Our group for this tour was pretty sweet. Everyone was stoked to do the activities and pretty outdoors oriented people. There was a Swiss-German girl that was in Australia to learn English, 2 British guys, and a crazy Austrailan guy that was pretty amusing. He was about 50 I would say, but acted like a six year old. He was obsessed with the plant life on the island, and would touch every plant we went by. He apparently used to work for an animal trainer and told us that kangaroos are really hard to train because they will never bond to people, and that they are like sheep in that they don't care at all about humans, even if you bottle feed them and raise them from birth. He was just sortof a goofy guy, and had random things to say at just about every time of the day. Our guide was an Australian named Hamish, and he was really cool. He drove us around in these mini-buses on mostly dirt roads, and we were always blasting some sort of music that would bring me back to jr. high school (crazytown anyone?) while driving through the island. He had a really diverse iPod for sure (Elton John, Michael Jackson, Kanye West...), we even listened to Chris Rock for awhile, it was awesome. The first night on the island he hit a wallaby, and we gave him a lot of shit for it the rest of the time.

We got back into Adelaide at about 8PM on a Thursday, and I went running and Shannon told me I was crazy, and then we went out to a bar with her friend that lives in Adelaide. It was a fun night, we met some crazy people and had an adventure trying to find our way back to the hostel we were staying at.

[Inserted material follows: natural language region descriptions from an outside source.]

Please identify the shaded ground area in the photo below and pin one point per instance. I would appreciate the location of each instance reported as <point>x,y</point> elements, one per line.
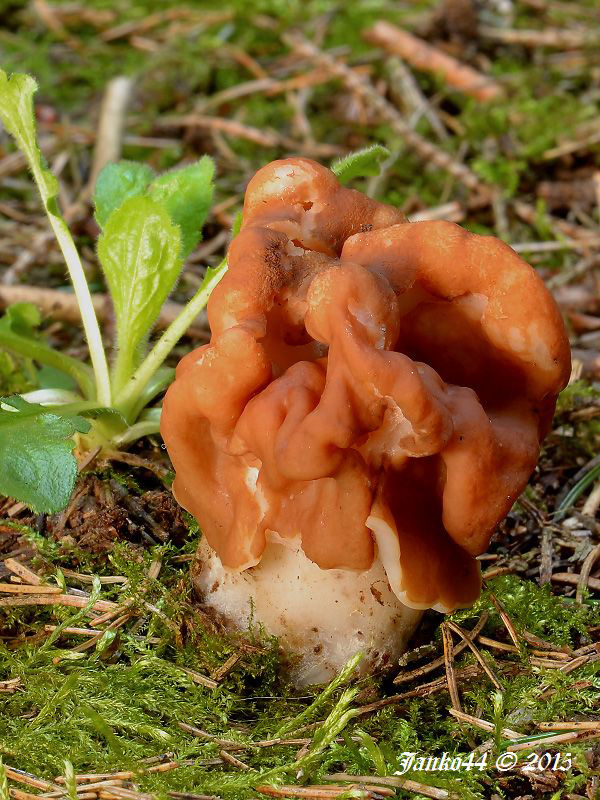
<point>128,673</point>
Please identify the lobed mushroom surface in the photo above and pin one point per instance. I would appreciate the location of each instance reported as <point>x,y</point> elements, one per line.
<point>372,387</point>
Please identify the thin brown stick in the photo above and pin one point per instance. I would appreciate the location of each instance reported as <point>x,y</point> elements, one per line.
<point>25,588</point>
<point>575,736</point>
<point>219,673</point>
<point>235,762</point>
<point>20,776</point>
<point>240,131</point>
<point>573,579</point>
<point>483,724</point>
<point>397,782</point>
<point>584,575</point>
<point>404,677</point>
<point>72,600</point>
<point>364,89</point>
<point>22,571</point>
<point>508,623</point>
<point>111,124</point>
<point>449,660</point>
<point>424,56</point>
<point>569,726</point>
<point>559,38</point>
<point>484,665</point>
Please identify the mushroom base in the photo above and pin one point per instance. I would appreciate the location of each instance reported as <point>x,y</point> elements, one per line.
<point>321,617</point>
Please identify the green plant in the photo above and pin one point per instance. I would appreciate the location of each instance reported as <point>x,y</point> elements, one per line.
<point>149,225</point>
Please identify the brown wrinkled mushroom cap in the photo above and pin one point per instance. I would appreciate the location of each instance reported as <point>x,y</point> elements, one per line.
<point>369,382</point>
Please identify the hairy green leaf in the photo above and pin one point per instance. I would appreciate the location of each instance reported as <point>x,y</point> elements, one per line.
<point>116,183</point>
<point>21,318</point>
<point>364,163</point>
<point>17,116</point>
<point>37,466</point>
<point>16,113</point>
<point>187,195</point>
<point>140,254</point>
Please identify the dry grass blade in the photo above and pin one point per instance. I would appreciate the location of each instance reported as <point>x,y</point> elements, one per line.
<point>63,306</point>
<point>424,56</point>
<point>572,737</point>
<point>369,94</point>
<point>324,792</point>
<point>25,588</point>
<point>557,38</point>
<point>508,623</point>
<point>11,685</point>
<point>449,660</point>
<point>235,762</point>
<point>197,677</point>
<point>26,574</point>
<point>484,665</point>
<point>483,724</point>
<point>219,673</point>
<point>261,137</point>
<point>75,601</point>
<point>398,783</point>
<point>584,575</point>
<point>569,726</point>
<point>404,677</point>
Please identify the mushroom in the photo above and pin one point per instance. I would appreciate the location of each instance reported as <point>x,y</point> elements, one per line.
<point>370,405</point>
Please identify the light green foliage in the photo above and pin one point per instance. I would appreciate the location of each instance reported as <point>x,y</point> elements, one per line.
<point>108,715</point>
<point>186,194</point>
<point>140,254</point>
<point>22,319</point>
<point>116,183</point>
<point>4,793</point>
<point>36,459</point>
<point>70,782</point>
<point>16,113</point>
<point>362,164</point>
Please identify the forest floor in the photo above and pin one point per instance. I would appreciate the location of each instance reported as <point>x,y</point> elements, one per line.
<point>125,688</point>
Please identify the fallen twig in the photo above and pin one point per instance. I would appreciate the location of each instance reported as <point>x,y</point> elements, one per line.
<point>369,94</point>
<point>396,782</point>
<point>483,724</point>
<point>424,56</point>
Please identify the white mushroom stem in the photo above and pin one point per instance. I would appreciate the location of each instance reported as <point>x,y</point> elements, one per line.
<point>321,617</point>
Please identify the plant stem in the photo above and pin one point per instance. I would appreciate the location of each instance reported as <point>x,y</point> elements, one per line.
<point>127,398</point>
<point>29,348</point>
<point>79,281</point>
<point>84,300</point>
<point>135,432</point>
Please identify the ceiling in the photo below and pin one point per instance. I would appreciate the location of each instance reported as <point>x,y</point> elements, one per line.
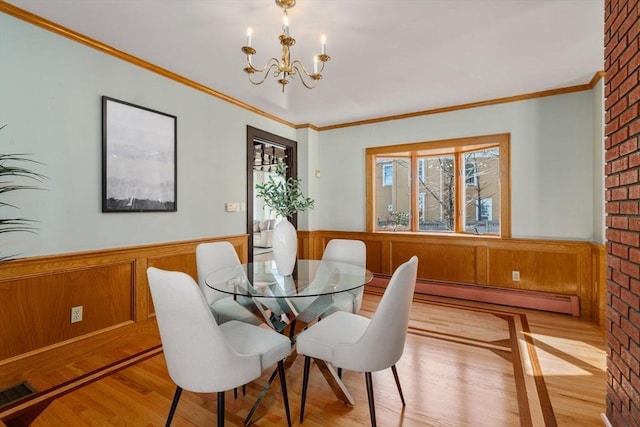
<point>387,57</point>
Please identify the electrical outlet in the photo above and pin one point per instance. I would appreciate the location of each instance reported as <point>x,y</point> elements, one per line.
<point>76,314</point>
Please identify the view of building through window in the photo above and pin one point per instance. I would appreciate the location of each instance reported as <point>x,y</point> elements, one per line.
<point>439,188</point>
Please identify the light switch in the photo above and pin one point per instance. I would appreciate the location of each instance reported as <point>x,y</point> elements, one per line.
<point>232,207</point>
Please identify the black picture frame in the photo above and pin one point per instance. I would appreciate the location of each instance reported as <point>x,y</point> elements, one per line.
<point>139,158</point>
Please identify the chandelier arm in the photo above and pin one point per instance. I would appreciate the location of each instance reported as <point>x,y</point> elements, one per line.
<point>266,70</point>
<point>315,77</point>
<point>270,63</point>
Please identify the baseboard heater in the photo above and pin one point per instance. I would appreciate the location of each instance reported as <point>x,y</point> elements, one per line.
<point>537,300</point>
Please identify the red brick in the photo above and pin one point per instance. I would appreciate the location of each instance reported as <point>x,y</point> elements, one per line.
<point>634,128</point>
<point>616,23</point>
<point>619,193</point>
<point>626,57</point>
<point>629,145</point>
<point>620,279</point>
<point>619,334</point>
<point>620,164</point>
<point>634,192</point>
<point>612,181</point>
<point>629,208</point>
<point>634,224</point>
<point>613,235</point>
<point>634,255</point>
<point>611,126</point>
<point>629,177</point>
<point>621,222</point>
<point>619,108</point>
<point>633,271</point>
<point>634,159</point>
<point>629,114</point>
<point>630,238</point>
<point>614,262</point>
<point>634,95</point>
<point>617,80</point>
<point>634,316</point>
<point>612,153</point>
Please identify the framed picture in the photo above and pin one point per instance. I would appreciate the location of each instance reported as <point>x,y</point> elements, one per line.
<point>139,172</point>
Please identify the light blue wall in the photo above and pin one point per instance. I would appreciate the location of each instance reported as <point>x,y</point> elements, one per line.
<point>50,89</point>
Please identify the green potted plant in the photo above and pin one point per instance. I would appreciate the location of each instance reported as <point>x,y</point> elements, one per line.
<point>284,197</point>
<point>12,171</point>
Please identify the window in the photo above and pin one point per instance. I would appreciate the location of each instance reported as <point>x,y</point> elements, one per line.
<point>470,173</point>
<point>394,188</point>
<point>387,175</point>
<point>451,186</point>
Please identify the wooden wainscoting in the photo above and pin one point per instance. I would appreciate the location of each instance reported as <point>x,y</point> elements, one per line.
<point>36,296</point>
<point>545,266</point>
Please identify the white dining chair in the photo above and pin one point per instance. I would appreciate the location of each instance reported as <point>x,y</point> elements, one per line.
<point>356,343</point>
<point>214,256</point>
<point>202,356</point>
<point>340,250</point>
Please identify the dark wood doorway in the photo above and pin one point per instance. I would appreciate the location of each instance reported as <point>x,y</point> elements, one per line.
<point>263,150</point>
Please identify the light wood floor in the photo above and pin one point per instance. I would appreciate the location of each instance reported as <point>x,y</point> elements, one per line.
<point>464,364</point>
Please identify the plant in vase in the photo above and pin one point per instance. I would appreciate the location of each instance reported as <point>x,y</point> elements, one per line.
<point>284,197</point>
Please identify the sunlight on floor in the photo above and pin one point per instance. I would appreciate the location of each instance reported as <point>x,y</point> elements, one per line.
<point>561,356</point>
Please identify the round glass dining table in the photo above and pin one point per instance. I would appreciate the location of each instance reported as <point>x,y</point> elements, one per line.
<point>309,290</point>
<point>306,294</point>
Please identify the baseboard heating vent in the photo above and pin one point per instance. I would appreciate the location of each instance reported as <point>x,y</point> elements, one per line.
<point>16,392</point>
<point>537,300</point>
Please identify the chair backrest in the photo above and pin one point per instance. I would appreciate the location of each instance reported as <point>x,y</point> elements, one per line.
<point>382,344</point>
<point>197,355</point>
<point>211,257</point>
<point>345,250</point>
<point>352,252</point>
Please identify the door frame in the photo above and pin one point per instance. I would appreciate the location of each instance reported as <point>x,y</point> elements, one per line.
<point>291,161</point>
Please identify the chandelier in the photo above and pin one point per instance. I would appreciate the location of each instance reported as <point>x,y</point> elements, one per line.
<point>285,69</point>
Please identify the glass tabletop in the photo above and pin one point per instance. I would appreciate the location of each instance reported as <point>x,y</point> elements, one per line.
<point>309,278</point>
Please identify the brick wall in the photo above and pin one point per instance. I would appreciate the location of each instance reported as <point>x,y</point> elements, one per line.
<point>622,132</point>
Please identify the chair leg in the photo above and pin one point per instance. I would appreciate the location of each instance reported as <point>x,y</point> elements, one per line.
<point>285,396</point>
<point>305,383</point>
<point>221,409</point>
<point>174,405</point>
<point>395,375</point>
<point>372,404</point>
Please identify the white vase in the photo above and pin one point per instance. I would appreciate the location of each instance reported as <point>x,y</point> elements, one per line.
<point>285,247</point>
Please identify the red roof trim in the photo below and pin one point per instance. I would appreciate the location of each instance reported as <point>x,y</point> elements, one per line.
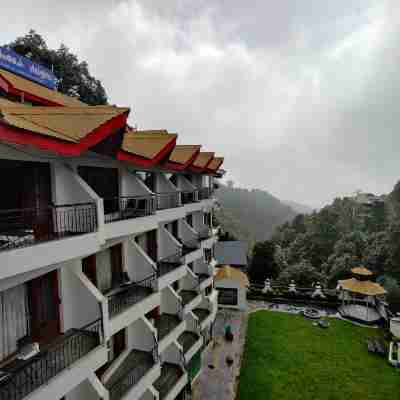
<point>147,162</point>
<point>20,136</point>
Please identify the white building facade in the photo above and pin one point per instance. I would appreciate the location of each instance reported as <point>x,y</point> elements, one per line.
<point>107,270</point>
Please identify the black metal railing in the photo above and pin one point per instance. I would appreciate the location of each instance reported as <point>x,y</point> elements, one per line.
<point>204,233</point>
<point>23,377</point>
<point>168,200</point>
<point>190,245</point>
<point>28,226</point>
<point>190,196</point>
<point>139,364</point>
<point>131,294</point>
<point>127,207</point>
<point>205,193</point>
<point>166,323</point>
<point>170,263</point>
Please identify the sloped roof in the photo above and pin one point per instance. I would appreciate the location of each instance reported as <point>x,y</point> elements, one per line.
<point>67,123</point>
<point>367,288</point>
<point>361,271</point>
<point>203,159</point>
<point>21,85</point>
<point>215,163</point>
<point>232,253</point>
<point>227,272</point>
<point>147,144</point>
<point>183,153</point>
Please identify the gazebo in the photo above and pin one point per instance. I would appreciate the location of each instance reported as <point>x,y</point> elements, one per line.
<point>360,297</point>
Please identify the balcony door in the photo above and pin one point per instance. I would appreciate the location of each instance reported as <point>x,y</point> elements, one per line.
<point>45,307</point>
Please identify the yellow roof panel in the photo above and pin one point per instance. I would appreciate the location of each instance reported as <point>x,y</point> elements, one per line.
<point>367,288</point>
<point>228,272</point>
<point>203,159</point>
<point>26,86</point>
<point>146,143</point>
<point>183,153</point>
<point>66,123</point>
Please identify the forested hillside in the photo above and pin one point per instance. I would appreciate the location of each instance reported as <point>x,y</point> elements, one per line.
<point>251,215</point>
<point>325,245</point>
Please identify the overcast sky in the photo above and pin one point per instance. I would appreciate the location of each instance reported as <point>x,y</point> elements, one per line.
<point>301,97</point>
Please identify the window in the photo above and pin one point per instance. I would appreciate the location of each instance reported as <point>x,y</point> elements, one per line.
<point>228,297</point>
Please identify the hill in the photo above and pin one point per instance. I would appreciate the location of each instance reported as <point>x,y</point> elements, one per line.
<point>251,215</point>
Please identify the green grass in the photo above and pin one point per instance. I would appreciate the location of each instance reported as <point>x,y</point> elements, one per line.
<point>286,357</point>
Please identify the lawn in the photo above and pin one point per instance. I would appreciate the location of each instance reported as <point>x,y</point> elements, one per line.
<point>286,357</point>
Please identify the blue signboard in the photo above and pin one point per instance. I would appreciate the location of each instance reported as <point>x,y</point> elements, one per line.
<point>23,66</point>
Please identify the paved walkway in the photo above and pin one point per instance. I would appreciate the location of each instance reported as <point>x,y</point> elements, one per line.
<point>220,381</point>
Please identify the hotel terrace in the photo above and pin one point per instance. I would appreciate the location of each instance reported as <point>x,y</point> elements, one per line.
<point>106,251</point>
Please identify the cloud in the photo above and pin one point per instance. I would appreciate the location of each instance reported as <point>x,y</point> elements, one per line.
<point>301,98</point>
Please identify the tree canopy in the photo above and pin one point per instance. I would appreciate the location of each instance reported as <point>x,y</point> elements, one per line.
<point>73,75</point>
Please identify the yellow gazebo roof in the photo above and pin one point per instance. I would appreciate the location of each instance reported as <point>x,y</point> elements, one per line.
<point>367,288</point>
<point>361,271</point>
<point>228,272</point>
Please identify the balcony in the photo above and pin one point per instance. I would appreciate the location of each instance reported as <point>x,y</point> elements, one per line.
<point>125,296</point>
<point>190,246</point>
<point>27,227</point>
<point>131,372</point>
<point>22,377</point>
<point>203,315</point>
<point>128,207</point>
<point>169,264</point>
<point>190,196</point>
<point>171,374</point>
<point>166,324</point>
<point>205,193</point>
<point>205,233</point>
<point>168,200</point>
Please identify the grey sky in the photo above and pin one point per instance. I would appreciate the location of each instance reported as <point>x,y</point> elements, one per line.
<point>300,96</point>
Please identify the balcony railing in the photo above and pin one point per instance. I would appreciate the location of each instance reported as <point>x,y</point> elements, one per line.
<point>205,193</point>
<point>187,340</point>
<point>168,264</point>
<point>131,371</point>
<point>23,377</point>
<point>28,226</point>
<point>165,324</point>
<point>205,233</point>
<point>168,200</point>
<point>130,294</point>
<point>170,375</point>
<point>190,196</point>
<point>189,246</point>
<point>121,208</point>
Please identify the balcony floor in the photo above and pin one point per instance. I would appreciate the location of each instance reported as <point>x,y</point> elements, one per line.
<point>187,296</point>
<point>187,340</point>
<point>170,375</point>
<point>201,313</point>
<point>165,324</point>
<point>133,368</point>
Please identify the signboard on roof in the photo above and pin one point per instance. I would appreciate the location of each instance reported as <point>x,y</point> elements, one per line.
<point>24,67</point>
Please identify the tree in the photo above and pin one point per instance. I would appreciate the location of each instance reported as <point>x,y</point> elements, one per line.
<point>73,75</point>
<point>263,264</point>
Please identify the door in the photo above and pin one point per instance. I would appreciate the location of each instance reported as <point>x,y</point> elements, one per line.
<point>45,311</point>
<point>152,244</point>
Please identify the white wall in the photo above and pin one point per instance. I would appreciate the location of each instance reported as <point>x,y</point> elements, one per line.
<point>138,265</point>
<point>131,185</point>
<point>83,391</point>
<point>169,301</point>
<point>231,284</point>
<point>140,336</point>
<point>79,306</point>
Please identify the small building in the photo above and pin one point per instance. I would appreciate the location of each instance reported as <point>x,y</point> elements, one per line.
<point>361,297</point>
<point>231,284</point>
<point>232,253</point>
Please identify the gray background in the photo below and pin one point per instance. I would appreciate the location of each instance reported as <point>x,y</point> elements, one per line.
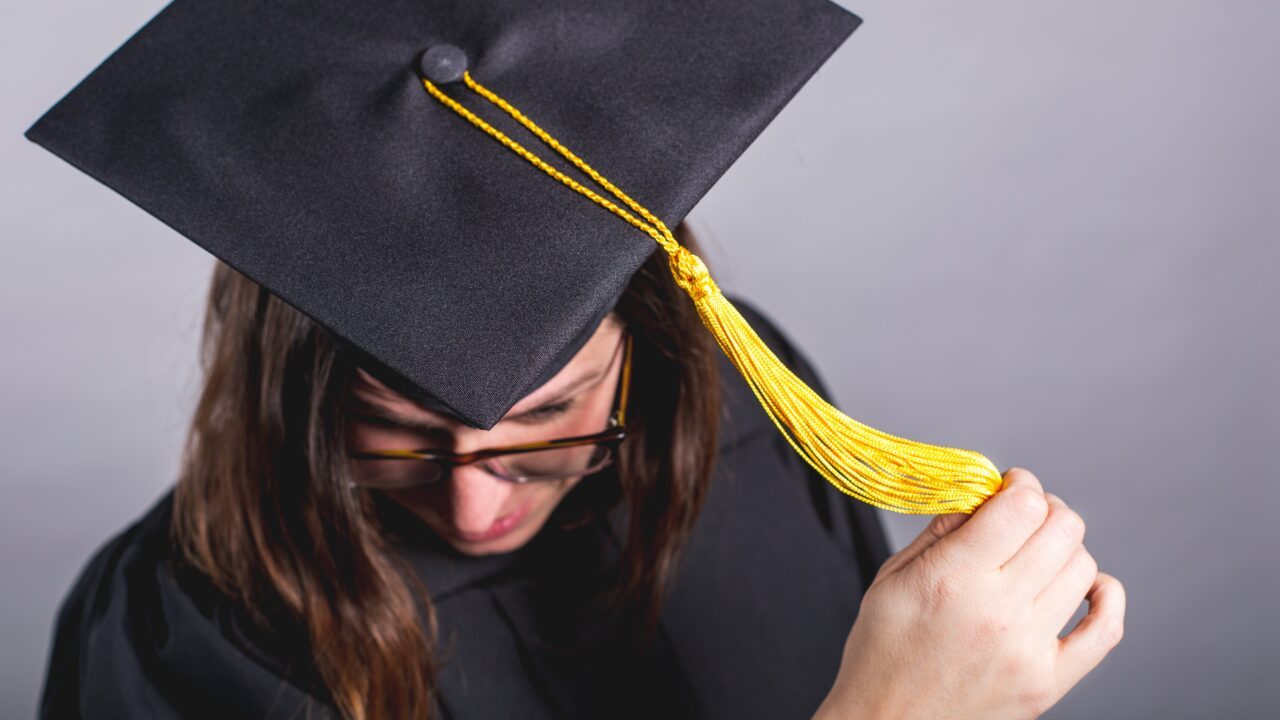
<point>1047,231</point>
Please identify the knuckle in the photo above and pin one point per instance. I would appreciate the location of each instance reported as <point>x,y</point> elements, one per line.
<point>1028,504</point>
<point>1070,524</point>
<point>940,588</point>
<point>991,630</point>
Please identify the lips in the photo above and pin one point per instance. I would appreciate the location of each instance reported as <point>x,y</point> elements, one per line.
<point>499,528</point>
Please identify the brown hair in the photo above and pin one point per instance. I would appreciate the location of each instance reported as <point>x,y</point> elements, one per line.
<point>264,507</point>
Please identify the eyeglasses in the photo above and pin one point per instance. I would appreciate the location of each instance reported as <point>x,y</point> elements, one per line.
<point>525,463</point>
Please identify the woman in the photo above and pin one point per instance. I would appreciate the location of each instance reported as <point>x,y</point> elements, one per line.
<point>289,572</point>
<point>464,447</point>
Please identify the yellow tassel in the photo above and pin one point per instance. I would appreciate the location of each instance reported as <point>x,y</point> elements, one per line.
<point>871,465</point>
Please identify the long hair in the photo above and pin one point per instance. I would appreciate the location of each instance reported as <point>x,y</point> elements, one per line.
<point>264,506</point>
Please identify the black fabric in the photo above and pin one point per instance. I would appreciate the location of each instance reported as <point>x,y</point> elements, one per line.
<point>295,141</point>
<point>754,624</point>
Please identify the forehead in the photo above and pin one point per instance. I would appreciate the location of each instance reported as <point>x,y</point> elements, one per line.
<point>590,361</point>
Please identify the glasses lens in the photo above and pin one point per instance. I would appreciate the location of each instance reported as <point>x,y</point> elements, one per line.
<point>552,464</point>
<point>393,473</point>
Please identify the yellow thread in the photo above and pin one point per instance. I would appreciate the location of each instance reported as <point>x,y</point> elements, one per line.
<point>871,465</point>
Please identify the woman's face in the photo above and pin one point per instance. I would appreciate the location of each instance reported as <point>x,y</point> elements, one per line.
<point>472,510</point>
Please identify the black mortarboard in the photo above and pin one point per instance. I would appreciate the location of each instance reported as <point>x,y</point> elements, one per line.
<point>323,149</point>
<point>295,141</point>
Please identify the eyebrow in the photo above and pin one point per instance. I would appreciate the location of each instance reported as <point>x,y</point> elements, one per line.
<point>384,417</point>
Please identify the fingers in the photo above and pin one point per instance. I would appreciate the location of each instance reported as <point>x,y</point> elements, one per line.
<point>1096,634</point>
<point>1057,602</point>
<point>1046,552</point>
<point>1001,525</point>
<point>938,528</point>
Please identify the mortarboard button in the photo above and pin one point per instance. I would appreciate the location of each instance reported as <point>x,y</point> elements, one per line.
<point>443,63</point>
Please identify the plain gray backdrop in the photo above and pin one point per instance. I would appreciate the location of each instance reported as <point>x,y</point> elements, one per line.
<point>1042,229</point>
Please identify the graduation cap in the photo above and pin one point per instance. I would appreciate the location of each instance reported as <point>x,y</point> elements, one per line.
<point>361,160</point>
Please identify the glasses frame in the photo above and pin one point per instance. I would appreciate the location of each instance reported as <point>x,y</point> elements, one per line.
<point>612,436</point>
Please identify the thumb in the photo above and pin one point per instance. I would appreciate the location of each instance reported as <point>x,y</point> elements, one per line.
<point>938,528</point>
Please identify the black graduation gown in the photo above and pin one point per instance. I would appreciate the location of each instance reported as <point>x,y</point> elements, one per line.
<point>753,625</point>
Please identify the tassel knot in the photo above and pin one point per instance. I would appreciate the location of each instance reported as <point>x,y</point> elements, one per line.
<point>691,273</point>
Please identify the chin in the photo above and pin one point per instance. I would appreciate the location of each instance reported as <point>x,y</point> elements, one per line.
<point>510,542</point>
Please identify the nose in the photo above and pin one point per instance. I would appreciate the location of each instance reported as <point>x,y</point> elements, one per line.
<point>476,499</point>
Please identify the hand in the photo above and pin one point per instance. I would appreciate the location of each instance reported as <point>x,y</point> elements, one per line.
<point>964,623</point>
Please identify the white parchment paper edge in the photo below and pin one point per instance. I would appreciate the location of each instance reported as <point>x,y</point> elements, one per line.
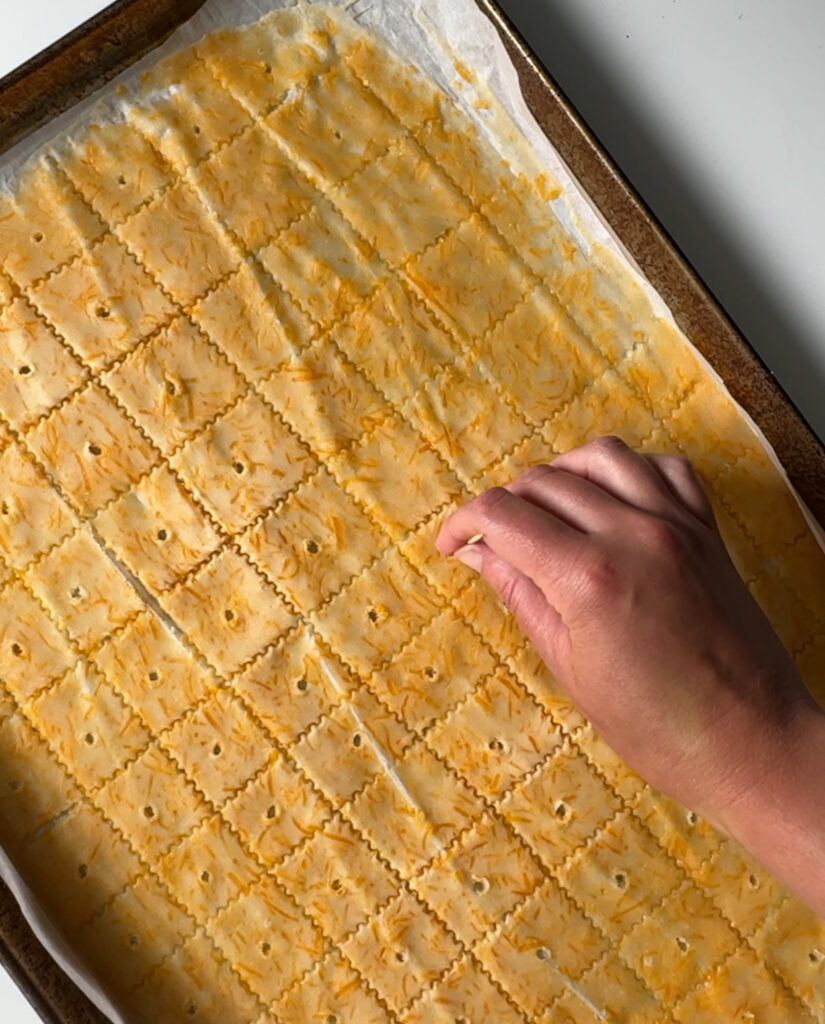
<point>434,35</point>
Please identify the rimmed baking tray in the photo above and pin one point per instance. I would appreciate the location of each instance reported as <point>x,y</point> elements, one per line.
<point>126,30</point>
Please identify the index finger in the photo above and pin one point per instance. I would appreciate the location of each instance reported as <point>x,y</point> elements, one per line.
<point>530,539</point>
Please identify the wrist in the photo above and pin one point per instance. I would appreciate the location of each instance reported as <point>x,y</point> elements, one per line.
<point>780,819</point>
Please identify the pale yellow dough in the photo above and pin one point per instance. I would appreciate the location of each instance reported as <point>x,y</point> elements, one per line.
<point>264,755</point>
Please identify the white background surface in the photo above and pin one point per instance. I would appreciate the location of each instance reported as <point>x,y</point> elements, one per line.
<point>715,112</point>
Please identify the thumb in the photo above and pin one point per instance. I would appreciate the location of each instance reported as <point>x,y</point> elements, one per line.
<point>539,621</point>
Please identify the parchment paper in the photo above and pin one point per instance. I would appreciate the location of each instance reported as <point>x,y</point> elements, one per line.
<point>444,38</point>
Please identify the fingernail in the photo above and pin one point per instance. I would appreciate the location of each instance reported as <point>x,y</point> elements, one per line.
<point>471,556</point>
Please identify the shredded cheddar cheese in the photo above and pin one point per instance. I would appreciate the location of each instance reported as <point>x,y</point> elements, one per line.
<point>264,755</point>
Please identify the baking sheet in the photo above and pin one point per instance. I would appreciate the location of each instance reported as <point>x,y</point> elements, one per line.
<point>445,38</point>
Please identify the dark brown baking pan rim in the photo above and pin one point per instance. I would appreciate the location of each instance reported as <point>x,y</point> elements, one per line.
<point>98,49</point>
<point>695,309</point>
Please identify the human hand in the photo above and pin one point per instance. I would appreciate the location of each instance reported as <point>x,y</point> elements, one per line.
<point>613,566</point>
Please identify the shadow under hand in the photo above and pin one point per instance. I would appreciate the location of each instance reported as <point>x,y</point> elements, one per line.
<point>744,289</point>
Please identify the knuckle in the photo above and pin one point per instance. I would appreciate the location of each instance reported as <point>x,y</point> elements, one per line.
<point>489,504</point>
<point>599,578</point>
<point>535,473</point>
<point>659,536</point>
<point>609,444</point>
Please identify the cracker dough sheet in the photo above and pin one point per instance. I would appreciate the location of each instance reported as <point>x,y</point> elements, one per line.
<point>264,755</point>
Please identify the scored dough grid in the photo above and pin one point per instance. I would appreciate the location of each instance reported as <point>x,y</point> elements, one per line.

We chose really out of the way hostels, but at least the new one (Backpackers OZ) is normal and does not have any obviously mental people around.


Photos are: kangaroos hanging out in the parking lot at the visitor center, the hill with the awesome view and rocks outside of Adelaide, spooning sea lions, baby sea lion, Shannon and I sandboarding the little Sahara with turbans, baby New Zealand fur seals, and the kangaroo with a joey in her pouch that was begging for food at a picnic site.

1 comment:

Christina said...

HIT A WALLABY?!?!?! did it die? What a shitty driver!

I'm so jealous of your wild Australian animal bonding...I remember my time with those crazies. Have you been attacked by cockatoos yet?